The Creative & Marketing Team for the Viacom brands MTV, VH1, CMT and Logo hosted a discussion with some of its working mothers called "Wonder Women Roundtable: The Modern Shero." The chat, moderated by Sarah DeFilippis and featuring Sharita Petersen, Deb Bart, Jyoti Menon Varkey, Elizabeth Black, Sharyn Flanagan, Kyle Hepp, and Electra Stratigaki, focused on making time for creativity and productivity while attempting a work-life balance. During the panel, Menon Varkey, VP of Marketing, Media Strategy, and Partnerships mentioned that her inter-personal perspective changed with parenthood. “The word empathy truly resonated with me after becoming a mom,” she said.
It’s crazy not to talk about mental illness.

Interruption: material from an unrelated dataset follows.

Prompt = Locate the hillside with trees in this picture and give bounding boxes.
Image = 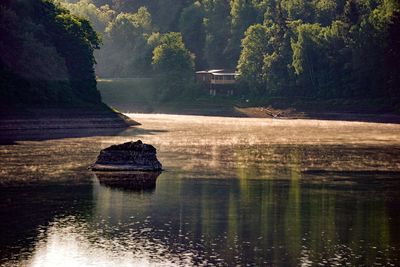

For too many people in minority communities, one of the biggest obstacles to dealing with mental health is that no one talks about it. And when they do, mental illness is often conflated with the stereotypical “crazy” person yelling in the streets. It helps to reframe the language. “I think our biggest issue is that for a long time, the language we’ve used to talk about mental health has been so bad and so stigmatized, that I think we just need to change the way we talk about it and know that any place should be a safe space for me to say, ‘Hey, I’m anxious, all the time,’” said Aneesa Ferreira, star of multiple MTV reality series, including The Challenge. Once that river is forded, it opens the table for conversation. “It’s not the easiest thing to open up about, but once you get it out there and talk to someone, you feel a lot better,” said Black Ink Crew: Chicago’s Phor Brumfield, who opened up about his depression and suicidal thoughts on the show. The confession resonated not only with viewers but with Love and Hip Hop: New York’s Cyn Santana, whose brother committed suicide. “I was so proud of you for speaking about that, because, damn, I wish my brother was here to see a man who looks just like him feeling the way he felt and getting through it.”
Content can change lives.
When MTV’s Are You The One? debuted with an all-gender-fluid cast for its eighth season, it rapidly grew a cult following for what The New York Times called its, “frank, nonjudgmental portrayal of queer relationships.” Still, television representation of the LGBTQ+ community lags in many areas. According to GLAAD, 8.8% of broadcast scripted series regulars were LGBTQ+ characters on primetime scripted broadcasting for the 2018-2019 television season. Bisexual characters make up just 29% of these regular and recurring LGBTQ+ characters, and transgender characters make up an even lower 5.4%. Having equal representation matters. MTV, with its broad reach and influence, is in a position to expose larger audiences to the kind of diverse perspectives that can tilt the culture more broadly toward diversity and inclusion. “Television and family can be life and death for so many people, I’m not exaggerating,” explained GLAAD’s Associate Director of Transgender Representation Alex Schmider. “Content creators are in a position of power to truly make a difference in people’s lives.”
There’s nothing wrong with gray hair.
When 19-time Emmy Award-winner Martha Stewart sat down with a partner recently to discuss what she thought was a potential board seat, the company insisted that it had an age cutoff of 62. “You’re just getting started at 62,” said an exasperated 78-year-old Stewart, who launched Martha Stewart Living Omnimedia, which later sold for more than $350 million, in her mid-50s. “Age shouldn’t matter,” she said. “Talent should matter.” Still, many go to great lengths to cover up their age. “How many women do you see on television with gray hair?” asked celebrity chef Carla Hall, who deliberately let her hair go gray against the advice of a television executive advising on one of her shows. “I did it for all the women who feel like they have to color it for someone else.” Older generations are hardly the only ones to face age discrimination. Stewart’s own lawyer didn’t believe in her when she was starting out, and critics savaged her first book because she was, “just a caterer.” Stewart cautions that it’s important to keep things in perspective and maintain your belief in yourself. “You can’t get devastated over that kind of stuff,” she said.